How to handle MySQL deadlock situations on an application level?
A transaction can fail. Deadlock is a case of fail, you could have more fails in serializable levels as well. Transaction isolation problems is a nightmare. Trying to avoid fails is the bad way I think.
I think any well written transaction code should effectively be prepared for failing transactions.
As you have seen recording queries and replaying them is not a solution, as when you restart your transaction the database has moved. If it were a valid solution the SQL engine would certainly do that for you. For me the rules are:
- redo all your reads inside the transactions (any data you have read outside may have been altered)
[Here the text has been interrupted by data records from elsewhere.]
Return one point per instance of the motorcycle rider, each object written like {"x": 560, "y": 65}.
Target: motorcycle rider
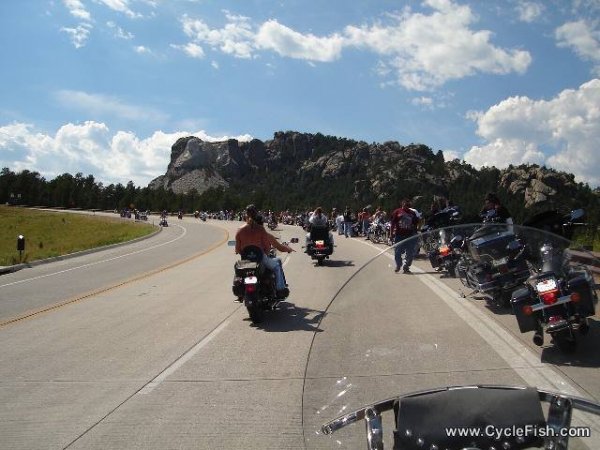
{"x": 318, "y": 219}
{"x": 254, "y": 233}
{"x": 404, "y": 225}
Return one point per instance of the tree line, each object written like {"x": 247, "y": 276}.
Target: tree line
{"x": 277, "y": 191}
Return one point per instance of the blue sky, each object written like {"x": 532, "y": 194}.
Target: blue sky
{"x": 105, "y": 87}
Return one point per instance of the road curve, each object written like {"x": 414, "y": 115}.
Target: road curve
{"x": 143, "y": 347}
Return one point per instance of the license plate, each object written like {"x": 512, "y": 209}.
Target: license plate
{"x": 500, "y": 262}
{"x": 546, "y": 285}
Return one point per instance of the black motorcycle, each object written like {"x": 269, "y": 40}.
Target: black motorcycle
{"x": 559, "y": 296}
{"x": 446, "y": 256}
{"x": 319, "y": 246}
{"x": 493, "y": 262}
{"x": 254, "y": 284}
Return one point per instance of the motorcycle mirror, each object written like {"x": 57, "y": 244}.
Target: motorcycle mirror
{"x": 513, "y": 245}
{"x": 577, "y": 214}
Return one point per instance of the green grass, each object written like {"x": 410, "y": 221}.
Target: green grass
{"x": 48, "y": 234}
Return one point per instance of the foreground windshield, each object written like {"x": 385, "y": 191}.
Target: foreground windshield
{"x": 389, "y": 333}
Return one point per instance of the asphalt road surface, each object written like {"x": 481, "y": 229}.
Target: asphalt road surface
{"x": 141, "y": 346}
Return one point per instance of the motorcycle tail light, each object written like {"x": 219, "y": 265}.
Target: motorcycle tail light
{"x": 550, "y": 297}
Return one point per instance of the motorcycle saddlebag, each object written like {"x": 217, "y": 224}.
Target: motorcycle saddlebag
{"x": 582, "y": 286}
{"x": 493, "y": 245}
{"x": 238, "y": 287}
{"x": 520, "y": 298}
{"x": 433, "y": 256}
{"x": 243, "y": 266}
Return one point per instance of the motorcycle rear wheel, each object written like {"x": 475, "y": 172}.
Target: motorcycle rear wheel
{"x": 565, "y": 342}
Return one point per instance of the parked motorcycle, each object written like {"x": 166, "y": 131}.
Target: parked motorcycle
{"x": 492, "y": 262}
{"x": 559, "y": 296}
{"x": 319, "y": 246}
{"x": 437, "y": 366}
{"x": 446, "y": 256}
{"x": 377, "y": 232}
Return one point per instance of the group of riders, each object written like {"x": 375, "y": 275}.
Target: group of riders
{"x": 404, "y": 222}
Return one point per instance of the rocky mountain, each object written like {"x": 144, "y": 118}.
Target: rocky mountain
{"x": 297, "y": 169}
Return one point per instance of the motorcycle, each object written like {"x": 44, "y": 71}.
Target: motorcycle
{"x": 559, "y": 295}
{"x": 377, "y": 233}
{"x": 394, "y": 364}
{"x": 446, "y": 256}
{"x": 319, "y": 245}
{"x": 430, "y": 242}
{"x": 492, "y": 261}
{"x": 254, "y": 284}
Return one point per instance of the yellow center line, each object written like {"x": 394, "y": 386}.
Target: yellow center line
{"x": 37, "y": 312}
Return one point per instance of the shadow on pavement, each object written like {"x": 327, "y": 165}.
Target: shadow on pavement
{"x": 585, "y": 355}
{"x": 289, "y": 317}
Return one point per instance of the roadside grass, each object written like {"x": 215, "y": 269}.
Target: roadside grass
{"x": 49, "y": 234}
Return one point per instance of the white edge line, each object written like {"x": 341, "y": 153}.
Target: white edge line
{"x": 521, "y": 359}
{"x": 182, "y": 359}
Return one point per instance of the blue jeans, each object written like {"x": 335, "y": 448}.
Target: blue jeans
{"x": 274, "y": 264}
{"x": 365, "y": 226}
{"x": 408, "y": 248}
{"x": 347, "y": 228}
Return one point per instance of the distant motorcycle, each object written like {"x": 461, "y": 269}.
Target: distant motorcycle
{"x": 319, "y": 246}
{"x": 559, "y": 296}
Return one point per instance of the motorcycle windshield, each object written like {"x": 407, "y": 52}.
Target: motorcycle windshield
{"x": 387, "y": 333}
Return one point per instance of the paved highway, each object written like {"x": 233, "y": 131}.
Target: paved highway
{"x": 142, "y": 346}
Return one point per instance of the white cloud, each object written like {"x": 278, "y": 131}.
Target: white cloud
{"x": 426, "y": 51}
{"x": 287, "y": 42}
{"x": 98, "y": 104}
{"x": 141, "y": 49}
{"x": 120, "y": 32}
{"x": 562, "y": 133}
{"x": 191, "y": 49}
{"x": 76, "y": 9}
{"x": 583, "y": 38}
{"x": 236, "y": 38}
{"x": 79, "y": 35}
{"x": 529, "y": 11}
{"x": 91, "y": 148}
{"x": 121, "y": 6}
{"x": 422, "y": 52}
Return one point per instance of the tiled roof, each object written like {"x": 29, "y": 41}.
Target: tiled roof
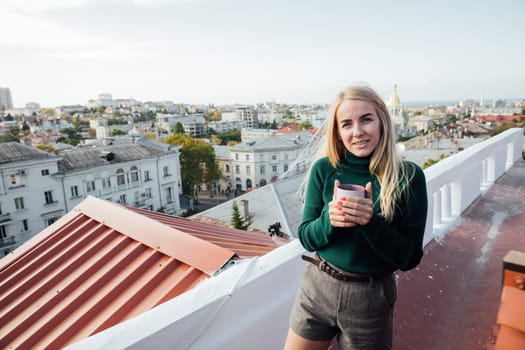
{"x": 102, "y": 264}
{"x": 85, "y": 158}
{"x": 16, "y": 152}
{"x": 276, "y": 202}
{"x": 275, "y": 142}
{"x": 244, "y": 243}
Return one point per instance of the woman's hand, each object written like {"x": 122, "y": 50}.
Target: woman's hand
{"x": 351, "y": 211}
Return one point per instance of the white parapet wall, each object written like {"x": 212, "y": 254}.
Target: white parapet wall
{"x": 247, "y": 306}
{"x": 455, "y": 182}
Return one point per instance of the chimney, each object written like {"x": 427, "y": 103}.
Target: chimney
{"x": 244, "y": 209}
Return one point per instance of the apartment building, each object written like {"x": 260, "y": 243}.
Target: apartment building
{"x": 37, "y": 188}
{"x": 261, "y": 161}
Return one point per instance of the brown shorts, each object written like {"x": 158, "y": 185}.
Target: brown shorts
{"x": 358, "y": 313}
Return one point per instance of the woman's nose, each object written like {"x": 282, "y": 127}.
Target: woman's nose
{"x": 358, "y": 129}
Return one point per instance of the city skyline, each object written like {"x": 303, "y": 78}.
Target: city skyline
{"x": 229, "y": 51}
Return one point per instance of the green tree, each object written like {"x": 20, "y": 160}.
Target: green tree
{"x": 237, "y": 220}
{"x": 178, "y": 128}
{"x": 25, "y": 128}
{"x": 12, "y": 135}
{"x": 198, "y": 164}
{"x": 231, "y": 135}
{"x": 76, "y": 123}
{"x": 117, "y": 132}
{"x": 46, "y": 148}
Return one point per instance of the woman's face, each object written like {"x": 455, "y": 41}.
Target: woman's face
{"x": 358, "y": 127}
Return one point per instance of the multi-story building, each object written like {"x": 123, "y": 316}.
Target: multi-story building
{"x": 194, "y": 124}
{"x": 29, "y": 195}
{"x": 37, "y": 188}
{"x": 6, "y": 101}
{"x": 247, "y": 114}
{"x": 258, "y": 162}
- throw everything from previous attempt, if you have written things outside of the transaction (logs, LDAP, anything outside the SGBD) it should be cancelled because of the rollback
- redo everything in fact :-)
This mean a retry loop.
So you have your try/catch block with the transaction inside. You need to add a while
loop with maybe 3 attempts, you leave the while loop if the commit part of the code succeed. If after 3 retry the transaction is still failing then launch an Exception to the user -- so that you do not try an inifinite retry loop, you may have a really big problem in fact --. Note that you should handle SQL error and lock or serializable exception in different ways. 3 is an arbitrary number, you may try a bigger number of attempts.
This may give something like that:
$retry=0;$notdone=TRUE;while( $notdone && $retry<3 ) { try { $transaction->begin(); do_all_the_transaction_stuff(); $transaction->commit(); $notdone=FALSE; } catch( Exception $e ) { // here we could differentiate basic SQL errors and deadlock/serializable errors $transaction->rollback(); undo_all_non_datatbase_stuff(); $retry++; }}if( 3 == $retry ) { throw new Exception("Try later, sorry, too much guys other there, or it's not your day.");}
And that means all the stuff (read, writes, fonctionnal things) must be enclosed in the $do_all_the_transaction_stuff();
. Implying the transaction managing code is in the controllers, the high-level-application-functional-main code, not split upon several low-level-database-access-models objects.